The development of validated patient reported outcome measures to capture GSM was outlined as a research goal by the Vulvovaginal Atrophy Consensus Panel convened in 2013. In 2010, we began the development process for a valid and internally consistent measure for VVA that would include both symptoms and disease specific quality of life (QoL) impact of VVA symptoms on multiple domains (emotional, lifesyle, and sexual) with multiple items. We first convened an expert panel to develop items, conducted cognitive interviews and finally 3 focus groups to develop the Vulvovaginal Skin Questionnaire (VSQ).(6) The VSQ was then tested for validity and internal consistency using physical exam and other validated questionnaires in 120 postmenopausal women presenting for gynecologic care. In this work, we seek to expand on our previous work by having postmenopausal women complete the VSQ to estimate the prevalence of symptoms and further solidify answer responses.
The primary objective of this study was to use a valid and internally consistent survey instrument, the Vulvovaginal Symptom Questionnaire (VSQ) to estimate the prevalence of vulvovaginal symptoms and examine the emotional, life-impact and sexual-impact of vulvovaginal symptoms in postmenopausal women. Our secondary objective was to determine if responses assessed about degree of bother of vulvovaginal symptoms provided more information than dichotomous responses assessed about the presence or absence of symptoms. Other secondary objectives included a comparison of gynecologic diagnoses, treatments received and hormone therapy (HT) in women with and without vulvovaginal symptoms and an examination of the association between current vulvovaginal symptoms with PFDs and general menopausal symptoms using validated questionnaires.
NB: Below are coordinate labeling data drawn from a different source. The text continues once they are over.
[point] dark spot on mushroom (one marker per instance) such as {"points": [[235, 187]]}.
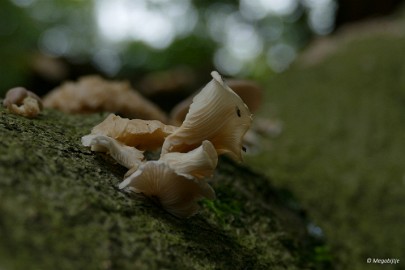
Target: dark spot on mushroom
{"points": [[238, 111]]}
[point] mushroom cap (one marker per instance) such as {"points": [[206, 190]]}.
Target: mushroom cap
{"points": [[250, 92], [127, 156], [217, 114], [176, 193], [94, 94], [141, 134], [17, 95], [199, 163]]}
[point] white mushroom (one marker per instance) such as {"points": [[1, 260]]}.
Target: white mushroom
{"points": [[199, 163], [127, 156], [217, 114], [20, 101], [94, 94], [250, 92], [176, 193], [141, 134]]}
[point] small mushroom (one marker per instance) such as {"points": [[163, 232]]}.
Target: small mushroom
{"points": [[127, 156], [217, 114], [199, 163], [94, 94], [141, 134], [248, 91], [20, 101], [176, 193]]}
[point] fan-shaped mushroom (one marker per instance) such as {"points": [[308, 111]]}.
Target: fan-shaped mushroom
{"points": [[217, 114], [176, 193], [20, 101], [141, 134]]}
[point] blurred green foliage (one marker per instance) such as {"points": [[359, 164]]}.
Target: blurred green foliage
{"points": [[68, 31]]}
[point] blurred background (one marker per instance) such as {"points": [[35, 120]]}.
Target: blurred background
{"points": [[162, 45]]}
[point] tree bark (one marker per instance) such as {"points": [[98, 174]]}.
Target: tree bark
{"points": [[60, 208]]}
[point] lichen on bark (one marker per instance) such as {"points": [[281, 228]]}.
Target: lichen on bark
{"points": [[60, 208]]}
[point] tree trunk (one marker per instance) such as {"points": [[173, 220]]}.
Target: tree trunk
{"points": [[60, 208]]}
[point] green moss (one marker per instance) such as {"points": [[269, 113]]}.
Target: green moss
{"points": [[61, 209], [342, 148]]}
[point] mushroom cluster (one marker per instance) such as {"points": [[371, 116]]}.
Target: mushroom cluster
{"points": [[215, 124], [20, 101]]}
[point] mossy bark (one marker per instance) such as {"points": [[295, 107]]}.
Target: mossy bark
{"points": [[60, 209]]}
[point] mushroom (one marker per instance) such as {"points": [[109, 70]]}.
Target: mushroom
{"points": [[248, 91], [127, 156], [199, 163], [94, 94], [20, 101], [141, 134], [217, 114], [177, 194]]}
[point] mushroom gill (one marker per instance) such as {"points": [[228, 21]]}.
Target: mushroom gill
{"points": [[217, 114], [176, 193], [127, 156], [141, 134]]}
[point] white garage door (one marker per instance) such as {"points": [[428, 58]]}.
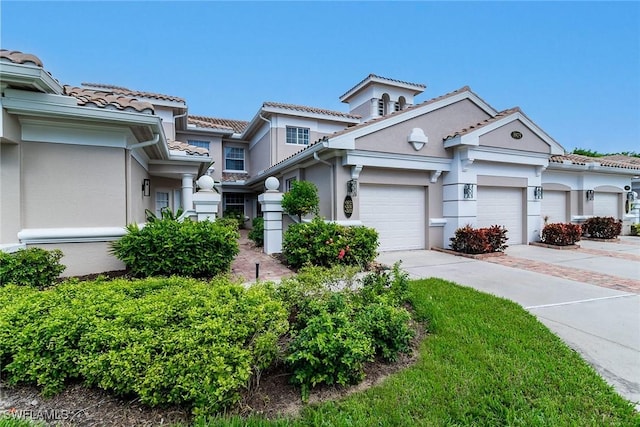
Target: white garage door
{"points": [[606, 204], [397, 212], [501, 206], [554, 206]]}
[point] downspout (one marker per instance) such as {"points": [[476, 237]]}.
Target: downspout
{"points": [[270, 147], [331, 189]]}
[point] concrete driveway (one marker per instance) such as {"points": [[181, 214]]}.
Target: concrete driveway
{"points": [[589, 297]]}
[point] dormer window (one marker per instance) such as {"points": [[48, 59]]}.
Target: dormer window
{"points": [[298, 136]]}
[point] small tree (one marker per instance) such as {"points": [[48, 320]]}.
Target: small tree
{"points": [[301, 200]]}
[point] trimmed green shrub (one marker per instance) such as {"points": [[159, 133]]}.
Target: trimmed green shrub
{"points": [[35, 267], [257, 231], [326, 243], [330, 349], [302, 199], [167, 247], [561, 234], [469, 240], [602, 227], [334, 333], [167, 340]]}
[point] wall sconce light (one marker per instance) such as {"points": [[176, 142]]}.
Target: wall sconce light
{"points": [[352, 187], [537, 193], [146, 187], [468, 191]]}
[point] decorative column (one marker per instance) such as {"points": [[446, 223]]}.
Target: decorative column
{"points": [[187, 191], [206, 200], [271, 202]]}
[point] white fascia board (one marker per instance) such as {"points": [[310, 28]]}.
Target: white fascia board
{"points": [[395, 161], [505, 155], [570, 167], [28, 107], [317, 116], [473, 138], [30, 75], [347, 140], [70, 235]]}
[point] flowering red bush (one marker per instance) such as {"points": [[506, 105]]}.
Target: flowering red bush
{"points": [[561, 234], [471, 240], [602, 227]]}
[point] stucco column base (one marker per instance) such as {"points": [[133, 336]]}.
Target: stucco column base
{"points": [[206, 204], [271, 203]]}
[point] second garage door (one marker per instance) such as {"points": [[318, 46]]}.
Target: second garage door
{"points": [[502, 206], [397, 212]]}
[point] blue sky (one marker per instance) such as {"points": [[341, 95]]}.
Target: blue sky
{"points": [[573, 67]]}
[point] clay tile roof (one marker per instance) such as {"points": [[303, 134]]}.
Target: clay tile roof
{"points": [[134, 93], [237, 126], [314, 110], [396, 113], [374, 76], [477, 126], [187, 148], [18, 57], [623, 162], [107, 100]]}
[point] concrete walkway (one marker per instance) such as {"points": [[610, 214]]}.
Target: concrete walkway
{"points": [[589, 297]]}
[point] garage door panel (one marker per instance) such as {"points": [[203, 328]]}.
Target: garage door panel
{"points": [[398, 213], [501, 206], [554, 206]]}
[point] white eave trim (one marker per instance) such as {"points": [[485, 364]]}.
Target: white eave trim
{"points": [[570, 167], [396, 161], [70, 235], [347, 140], [31, 75], [473, 138]]}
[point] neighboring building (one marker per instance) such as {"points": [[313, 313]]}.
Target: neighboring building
{"points": [[78, 164]]}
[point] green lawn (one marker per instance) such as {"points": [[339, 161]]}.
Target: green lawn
{"points": [[486, 362]]}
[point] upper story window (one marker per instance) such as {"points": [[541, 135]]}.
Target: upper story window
{"points": [[298, 136], [196, 143], [234, 158]]}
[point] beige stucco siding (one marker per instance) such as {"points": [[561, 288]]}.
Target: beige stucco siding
{"points": [[320, 175], [260, 155], [138, 201], [73, 186], [501, 138], [10, 199], [436, 125]]}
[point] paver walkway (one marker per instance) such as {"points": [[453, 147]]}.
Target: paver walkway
{"points": [[579, 275], [244, 265]]}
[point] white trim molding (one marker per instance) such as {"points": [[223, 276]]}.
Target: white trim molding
{"points": [[70, 235]]}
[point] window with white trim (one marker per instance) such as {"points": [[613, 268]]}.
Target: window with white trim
{"points": [[299, 136], [198, 143], [234, 158], [289, 183], [162, 201], [234, 202]]}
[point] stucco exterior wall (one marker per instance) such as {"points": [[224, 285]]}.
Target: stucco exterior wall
{"points": [[436, 125], [320, 175], [10, 193], [85, 258], [501, 138], [260, 155], [88, 189], [138, 201]]}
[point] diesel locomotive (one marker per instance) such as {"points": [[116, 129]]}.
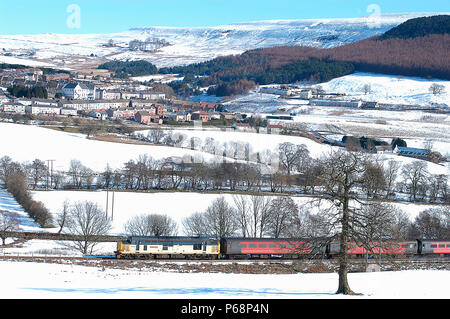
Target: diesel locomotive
{"points": [[146, 247]]}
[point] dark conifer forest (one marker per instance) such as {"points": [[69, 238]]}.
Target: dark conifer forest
{"points": [[417, 47]]}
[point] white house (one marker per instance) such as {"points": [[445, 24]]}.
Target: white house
{"points": [[77, 91], [12, 107], [43, 109]]}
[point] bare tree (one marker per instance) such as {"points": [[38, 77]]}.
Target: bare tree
{"points": [[367, 88], [241, 205], [195, 225], [433, 223], [415, 175], [156, 135], [220, 219], [151, 225], [391, 170], [38, 171], [61, 216], [343, 173], [89, 222], [283, 211], [437, 89], [8, 223], [292, 156]]}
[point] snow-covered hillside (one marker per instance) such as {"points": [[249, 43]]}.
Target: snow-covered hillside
{"points": [[190, 45]]}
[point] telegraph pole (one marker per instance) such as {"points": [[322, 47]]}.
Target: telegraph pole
{"points": [[50, 173]]}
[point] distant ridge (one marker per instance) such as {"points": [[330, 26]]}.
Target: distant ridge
{"points": [[419, 27]]}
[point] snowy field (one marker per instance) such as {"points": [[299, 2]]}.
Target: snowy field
{"points": [[195, 44], [40, 280], [31, 142], [389, 89], [129, 204]]}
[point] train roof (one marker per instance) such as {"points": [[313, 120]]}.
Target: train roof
{"points": [[168, 239]]}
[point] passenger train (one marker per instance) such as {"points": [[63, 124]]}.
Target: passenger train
{"points": [[143, 247]]}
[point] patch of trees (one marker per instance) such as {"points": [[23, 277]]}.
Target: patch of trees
{"points": [[148, 45], [313, 70], [232, 88], [419, 27], [15, 178], [22, 91], [361, 143], [427, 56], [123, 69]]}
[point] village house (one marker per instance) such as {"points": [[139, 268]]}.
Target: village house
{"points": [[100, 115], [42, 110], [13, 107], [67, 111], [179, 116], [56, 77], [381, 149], [76, 91], [418, 153], [108, 95], [274, 128], [93, 105], [128, 112], [145, 95], [200, 116], [145, 117], [244, 127], [337, 103]]}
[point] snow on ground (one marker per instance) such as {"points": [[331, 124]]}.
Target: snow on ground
{"points": [[41, 280], [389, 89], [259, 142], [198, 44], [30, 142], [21, 61], [177, 205]]}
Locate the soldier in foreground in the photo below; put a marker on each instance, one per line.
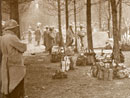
(12, 68)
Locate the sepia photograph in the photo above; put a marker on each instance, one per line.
(64, 48)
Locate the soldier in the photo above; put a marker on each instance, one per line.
(38, 35)
(29, 35)
(12, 67)
(81, 35)
(45, 37)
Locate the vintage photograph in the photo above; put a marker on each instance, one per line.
(64, 48)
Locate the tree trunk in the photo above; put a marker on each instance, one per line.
(59, 23)
(116, 49)
(75, 21)
(14, 13)
(109, 19)
(75, 18)
(120, 19)
(0, 18)
(67, 14)
(89, 29)
(100, 19)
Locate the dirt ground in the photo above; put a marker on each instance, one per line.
(79, 84)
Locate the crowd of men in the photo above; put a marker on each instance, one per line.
(12, 48)
(51, 37)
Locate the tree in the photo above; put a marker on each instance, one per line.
(89, 28)
(100, 15)
(66, 14)
(59, 23)
(14, 12)
(109, 18)
(120, 18)
(0, 18)
(116, 50)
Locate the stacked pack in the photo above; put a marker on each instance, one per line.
(107, 69)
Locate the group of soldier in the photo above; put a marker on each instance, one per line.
(51, 37)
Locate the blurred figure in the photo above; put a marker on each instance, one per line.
(12, 67)
(38, 35)
(45, 37)
(81, 35)
(29, 34)
(69, 36)
(51, 39)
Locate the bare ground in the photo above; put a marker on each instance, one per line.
(39, 82)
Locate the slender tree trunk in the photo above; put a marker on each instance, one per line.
(100, 16)
(14, 13)
(116, 50)
(59, 23)
(120, 18)
(75, 18)
(89, 28)
(109, 19)
(75, 21)
(67, 14)
(0, 18)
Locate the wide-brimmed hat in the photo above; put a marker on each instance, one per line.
(10, 24)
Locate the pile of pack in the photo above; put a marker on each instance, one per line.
(106, 69)
(56, 54)
(85, 58)
(59, 75)
(66, 64)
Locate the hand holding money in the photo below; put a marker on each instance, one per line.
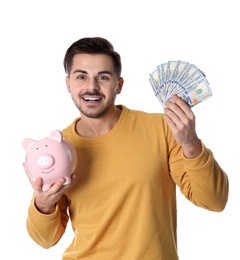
(182, 79)
(181, 121)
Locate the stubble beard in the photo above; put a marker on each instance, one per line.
(95, 112)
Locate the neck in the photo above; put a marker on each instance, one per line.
(95, 127)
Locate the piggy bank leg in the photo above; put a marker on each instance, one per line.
(46, 187)
(68, 180)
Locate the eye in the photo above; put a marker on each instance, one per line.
(81, 77)
(103, 78)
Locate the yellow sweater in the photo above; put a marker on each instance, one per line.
(123, 204)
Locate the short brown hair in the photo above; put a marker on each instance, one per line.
(92, 45)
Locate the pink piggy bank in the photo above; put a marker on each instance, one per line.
(49, 158)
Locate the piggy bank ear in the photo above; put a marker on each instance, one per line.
(57, 135)
(26, 143)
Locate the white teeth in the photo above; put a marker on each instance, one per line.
(92, 99)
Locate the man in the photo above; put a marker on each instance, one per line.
(122, 199)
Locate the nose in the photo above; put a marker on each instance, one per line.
(45, 161)
(93, 84)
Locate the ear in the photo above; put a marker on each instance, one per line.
(67, 80)
(120, 85)
(27, 142)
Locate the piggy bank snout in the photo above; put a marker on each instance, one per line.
(45, 161)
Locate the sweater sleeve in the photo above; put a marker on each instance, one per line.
(46, 230)
(201, 180)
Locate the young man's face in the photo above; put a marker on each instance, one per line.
(93, 84)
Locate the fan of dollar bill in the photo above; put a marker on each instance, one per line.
(182, 79)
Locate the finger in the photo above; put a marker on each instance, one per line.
(181, 104)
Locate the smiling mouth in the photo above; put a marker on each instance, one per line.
(91, 99)
(47, 171)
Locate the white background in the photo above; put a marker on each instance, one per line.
(34, 100)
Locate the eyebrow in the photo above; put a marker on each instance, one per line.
(100, 72)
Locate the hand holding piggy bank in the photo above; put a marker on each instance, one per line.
(49, 158)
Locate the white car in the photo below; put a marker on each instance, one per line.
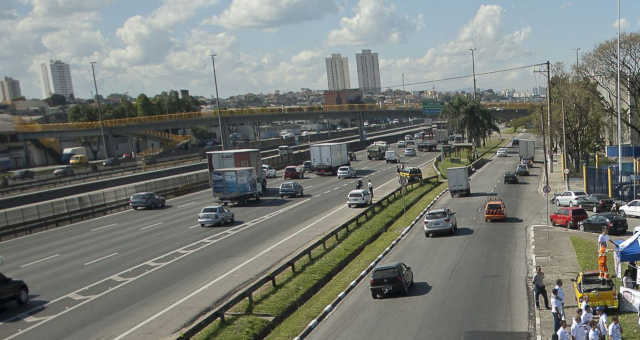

We conducted a cross-sectional survey. Approval was obtained through the Institutional Review Board (IRB) at Yale University and the Committee for the Protection of Human Subjects (CPHS) serving as the IRB for Dartmouth College.
Our target population was postmenopausal women. Participants were recruited from internal medicine practices in Connecticut and New Hampshire and adult senior centers. Study participation included the anonymous completion of a 15-page written study packet. Study packets were written in English at a 5th grade reading level. The first question of the study packet asked women if they were postmenopausal. Menopause was defined as a woman who “has not had a period or vaginal bleeding for one year or has had both of her ovaries removed.” Women who answered “No” to the question “Have you gone through menopause?” were instructed in writing to stop filling out the study packet.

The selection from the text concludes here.